Select the Ball again. Find where the Sphere Collider Component's Material parameter is set to that built-in Bouncy Physic Material, and then drag-and-drop your BouncyBall Physic Material into the slot where the built-in Bouncy one is. Alternatively, you can choose your BouncyBall Physic Material from the menu. The Bouncy Physic Material is swapped for your own custom-created BouncyBall Physic Material.
What a drag!
We'll be pulling that same drag-and-drop maneuver again and again as we use Unity. If you weren't feeling up to trying those last steps, don't worry; you'll get plenty of chances to drag stuff around the interface as we build more games.
Test the game by clicking on the Play button. The paddle is flat, the ball is bouncy, and everything seems right with the world! We haven't programmed any interactivity yet, but try moving and rotating the paddle around while the game is running using the Unity tools to get a sense of how the ball might react when we rig up mouse control in the next chapter. (You'll have to deselect Maximize on Play to gain access to your tools to try this out in the Scene view.)
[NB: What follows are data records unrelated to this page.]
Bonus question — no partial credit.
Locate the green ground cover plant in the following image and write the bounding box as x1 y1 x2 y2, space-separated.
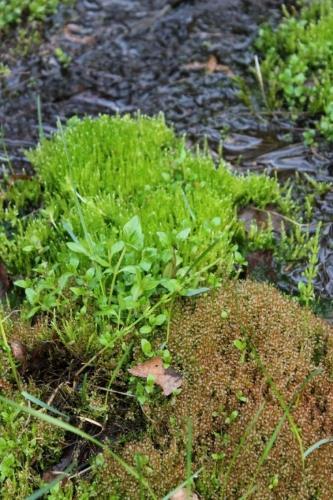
0 115 331 499
0 0 66 32
257 0 333 142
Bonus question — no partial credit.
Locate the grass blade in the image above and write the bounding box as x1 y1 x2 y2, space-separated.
0 396 157 500
304 437 333 458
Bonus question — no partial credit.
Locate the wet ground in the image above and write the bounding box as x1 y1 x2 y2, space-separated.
0 0 333 312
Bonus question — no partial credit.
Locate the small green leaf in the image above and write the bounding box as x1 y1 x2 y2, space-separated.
141 339 153 358
139 325 152 335
25 288 37 306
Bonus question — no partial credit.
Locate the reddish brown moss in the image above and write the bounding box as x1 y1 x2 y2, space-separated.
93 282 333 499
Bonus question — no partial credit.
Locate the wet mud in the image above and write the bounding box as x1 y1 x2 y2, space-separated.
0 0 333 310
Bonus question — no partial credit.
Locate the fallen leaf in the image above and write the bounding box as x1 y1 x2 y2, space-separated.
170 488 199 500
182 54 235 77
128 357 183 396
64 23 96 45
239 206 289 234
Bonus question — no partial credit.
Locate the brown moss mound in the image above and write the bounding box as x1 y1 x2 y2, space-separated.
94 282 333 499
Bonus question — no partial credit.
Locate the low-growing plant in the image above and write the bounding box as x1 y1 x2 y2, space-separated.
256 0 333 143
0 116 322 499
0 116 292 358
0 0 70 32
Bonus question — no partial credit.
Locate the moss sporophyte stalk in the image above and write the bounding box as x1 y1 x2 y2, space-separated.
256 0 333 143
0 116 333 500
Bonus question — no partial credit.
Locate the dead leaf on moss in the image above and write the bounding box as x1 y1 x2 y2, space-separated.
64 23 96 45
128 357 183 396
171 488 199 500
183 54 235 77
239 206 290 234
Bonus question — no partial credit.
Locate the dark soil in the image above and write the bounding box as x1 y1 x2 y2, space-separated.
0 0 333 312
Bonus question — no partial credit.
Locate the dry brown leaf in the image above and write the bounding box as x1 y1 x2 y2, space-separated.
239 206 289 234
128 357 183 396
183 54 235 77
64 23 96 45
170 488 199 500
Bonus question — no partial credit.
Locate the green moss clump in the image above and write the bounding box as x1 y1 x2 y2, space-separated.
95 282 333 499
0 0 68 32
0 116 291 350
257 0 333 141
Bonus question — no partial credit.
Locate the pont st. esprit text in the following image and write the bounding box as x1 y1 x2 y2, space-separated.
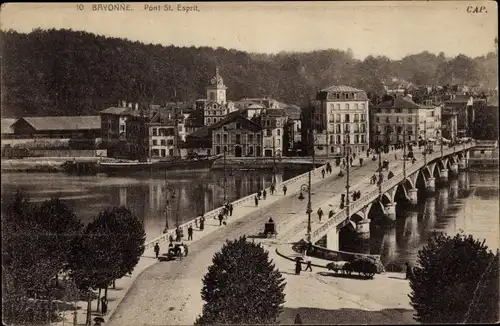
144 4 200 13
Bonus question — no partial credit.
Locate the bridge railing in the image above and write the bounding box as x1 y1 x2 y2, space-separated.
145 157 332 250
311 142 475 243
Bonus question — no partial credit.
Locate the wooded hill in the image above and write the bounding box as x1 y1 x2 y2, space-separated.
1 29 498 117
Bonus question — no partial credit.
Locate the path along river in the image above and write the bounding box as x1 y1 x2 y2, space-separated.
2 171 499 266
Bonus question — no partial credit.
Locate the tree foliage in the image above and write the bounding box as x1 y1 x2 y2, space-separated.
70 207 146 290
1 29 498 117
196 237 286 325
409 234 499 324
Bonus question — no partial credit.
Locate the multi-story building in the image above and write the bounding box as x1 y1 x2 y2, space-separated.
311 86 370 155
210 111 263 157
148 112 186 158
370 96 441 148
100 101 140 141
196 68 237 126
260 109 287 157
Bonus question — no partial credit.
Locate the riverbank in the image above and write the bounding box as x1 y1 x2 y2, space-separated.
1 157 327 173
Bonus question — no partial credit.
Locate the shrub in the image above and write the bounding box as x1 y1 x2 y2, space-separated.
196 237 286 325
409 234 499 324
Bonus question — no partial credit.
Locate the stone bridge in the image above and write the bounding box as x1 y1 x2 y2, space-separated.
306 142 476 250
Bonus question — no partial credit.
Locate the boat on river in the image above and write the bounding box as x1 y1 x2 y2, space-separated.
98 155 220 173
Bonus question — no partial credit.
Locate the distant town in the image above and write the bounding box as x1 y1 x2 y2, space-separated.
2 67 498 160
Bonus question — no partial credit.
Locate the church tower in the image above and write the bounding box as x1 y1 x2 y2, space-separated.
207 68 227 105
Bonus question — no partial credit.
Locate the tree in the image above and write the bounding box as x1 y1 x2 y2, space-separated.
70 207 146 320
409 234 499 324
196 237 286 325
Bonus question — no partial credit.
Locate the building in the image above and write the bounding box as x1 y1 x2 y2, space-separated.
11 116 101 139
370 96 441 148
210 111 263 157
2 118 17 139
100 101 140 142
195 68 237 126
259 109 287 157
312 86 370 156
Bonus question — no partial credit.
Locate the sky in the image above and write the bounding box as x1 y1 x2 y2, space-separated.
0 1 498 59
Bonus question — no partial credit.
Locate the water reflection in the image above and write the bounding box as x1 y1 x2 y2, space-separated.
2 171 304 239
370 172 500 269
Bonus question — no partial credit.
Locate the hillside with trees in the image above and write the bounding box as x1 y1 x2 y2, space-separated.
1 29 497 117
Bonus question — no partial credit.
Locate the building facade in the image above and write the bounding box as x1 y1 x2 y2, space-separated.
312 86 370 156
370 96 441 148
210 111 263 157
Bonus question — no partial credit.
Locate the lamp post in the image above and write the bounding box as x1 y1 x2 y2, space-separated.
403 123 406 179
299 182 312 242
163 171 177 233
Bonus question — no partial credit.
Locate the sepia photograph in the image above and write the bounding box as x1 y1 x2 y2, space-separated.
0 0 500 326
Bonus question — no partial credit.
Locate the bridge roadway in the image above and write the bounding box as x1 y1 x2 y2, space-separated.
103 152 412 326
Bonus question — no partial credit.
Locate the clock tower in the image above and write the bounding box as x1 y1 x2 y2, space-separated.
207 68 227 105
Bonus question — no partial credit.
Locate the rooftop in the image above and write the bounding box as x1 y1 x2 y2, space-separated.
2 118 17 135
16 115 101 131
321 85 364 92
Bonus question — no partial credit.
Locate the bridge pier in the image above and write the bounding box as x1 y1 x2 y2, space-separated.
326 227 339 250
458 157 467 171
450 163 458 176
439 169 448 183
407 188 418 205
426 177 436 193
356 219 370 238
385 203 396 221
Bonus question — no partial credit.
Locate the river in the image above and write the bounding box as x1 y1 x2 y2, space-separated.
2 171 500 266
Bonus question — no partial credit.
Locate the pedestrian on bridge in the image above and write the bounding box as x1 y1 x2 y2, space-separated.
200 215 205 231
318 207 323 222
155 242 160 259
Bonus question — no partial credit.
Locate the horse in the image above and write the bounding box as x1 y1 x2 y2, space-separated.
326 261 347 274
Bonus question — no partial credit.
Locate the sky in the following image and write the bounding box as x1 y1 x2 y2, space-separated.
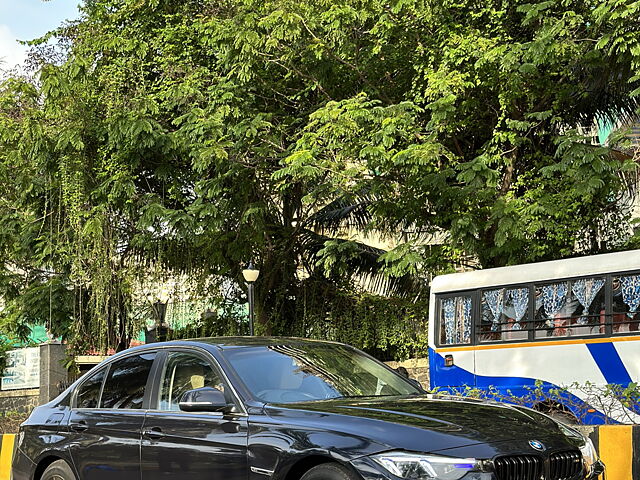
0 0 79 69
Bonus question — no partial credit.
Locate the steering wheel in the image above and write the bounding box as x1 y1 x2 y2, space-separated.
280 390 318 402
256 389 318 403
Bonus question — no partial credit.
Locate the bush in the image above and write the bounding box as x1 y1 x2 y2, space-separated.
433 381 640 424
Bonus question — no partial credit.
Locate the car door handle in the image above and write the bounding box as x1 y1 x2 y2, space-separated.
69 420 89 432
142 427 164 439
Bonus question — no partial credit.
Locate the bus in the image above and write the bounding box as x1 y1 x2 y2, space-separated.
429 250 640 424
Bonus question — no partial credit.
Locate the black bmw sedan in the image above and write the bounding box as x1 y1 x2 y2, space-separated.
13 337 603 480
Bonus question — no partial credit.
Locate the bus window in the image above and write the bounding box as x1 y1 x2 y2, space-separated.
611 275 640 333
479 287 529 342
440 295 472 345
535 278 606 338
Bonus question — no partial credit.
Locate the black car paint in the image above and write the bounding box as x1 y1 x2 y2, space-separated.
13 338 596 480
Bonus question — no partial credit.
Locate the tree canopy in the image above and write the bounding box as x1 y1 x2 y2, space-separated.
0 0 640 358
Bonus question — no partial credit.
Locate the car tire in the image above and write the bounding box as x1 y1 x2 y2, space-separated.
300 463 362 480
40 460 76 480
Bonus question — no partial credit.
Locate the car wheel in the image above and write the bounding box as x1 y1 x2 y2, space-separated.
40 460 76 480
300 463 362 480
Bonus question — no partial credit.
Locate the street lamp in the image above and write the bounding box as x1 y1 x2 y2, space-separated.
147 288 169 343
242 262 260 337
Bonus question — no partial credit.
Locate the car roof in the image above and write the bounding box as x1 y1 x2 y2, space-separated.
111 336 343 358
185 337 341 350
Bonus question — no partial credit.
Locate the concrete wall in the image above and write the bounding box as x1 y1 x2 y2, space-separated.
0 388 40 413
385 358 429 390
0 343 67 413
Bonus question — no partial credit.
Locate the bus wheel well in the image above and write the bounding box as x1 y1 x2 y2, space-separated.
33 455 66 480
284 455 336 480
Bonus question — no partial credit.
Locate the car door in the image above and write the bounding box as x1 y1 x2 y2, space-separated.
68 352 156 480
141 350 248 480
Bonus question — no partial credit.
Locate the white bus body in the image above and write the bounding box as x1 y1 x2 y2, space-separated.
429 250 640 423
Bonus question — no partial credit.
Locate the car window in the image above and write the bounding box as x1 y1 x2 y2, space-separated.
76 368 106 408
223 343 421 403
100 352 156 409
159 352 229 411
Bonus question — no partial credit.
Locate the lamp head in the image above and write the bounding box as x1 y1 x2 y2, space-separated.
242 263 260 283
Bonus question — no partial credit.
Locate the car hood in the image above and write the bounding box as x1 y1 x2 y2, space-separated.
266 395 581 458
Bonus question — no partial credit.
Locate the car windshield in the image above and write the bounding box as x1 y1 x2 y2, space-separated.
224 343 422 403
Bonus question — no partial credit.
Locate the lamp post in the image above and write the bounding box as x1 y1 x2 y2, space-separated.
147 288 169 343
242 262 260 337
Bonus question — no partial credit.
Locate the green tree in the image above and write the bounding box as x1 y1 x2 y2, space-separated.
0 0 636 354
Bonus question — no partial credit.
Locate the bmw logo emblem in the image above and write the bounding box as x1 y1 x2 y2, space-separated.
529 440 546 452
In this chapter, we started to put the Unity 3D engine through its paces.
We learned how to:
Add built-in Game Objects to our Scene
Position, rotate, and scale those Game Objects
Add lighting to the Scene to brighten things up
Add Rigidbody components to our Game Objects to tie into Unity's physics calculations
Create Physic Materials
Customize Collider components to make Game Objects become bouncy
We took an impossibly complex game idea and hacked it down to its fun, naked essentials. We explored the origin point the center of our game's universe. We learned about the building blocks of 3D construction: vertices, edges, and faces. We talked about how polygon counts can affect game performance. We laughed, we cried. It was profound.
What we have so far is not a game, but a very dull movie about the best keep-up player in the world who never, ever drops the ball. One key thing that distinguishes movies from games is popcorn. Also, games are interactive. We need to introduce interactivity to our game so that the player can move that paddle around.
We do this by writing a Script. Just like in the movies, where everyone follows a list of stage cues, lines, and notes to put the finished product together, Game Objects in Unity can follow Scripts to determine what to do. Scripts are essentially lists of instructions for people, or Game Objects, to follow. In the next chapter, we'll learn how to add Scripts to our Game Objects to add interactivity to our game.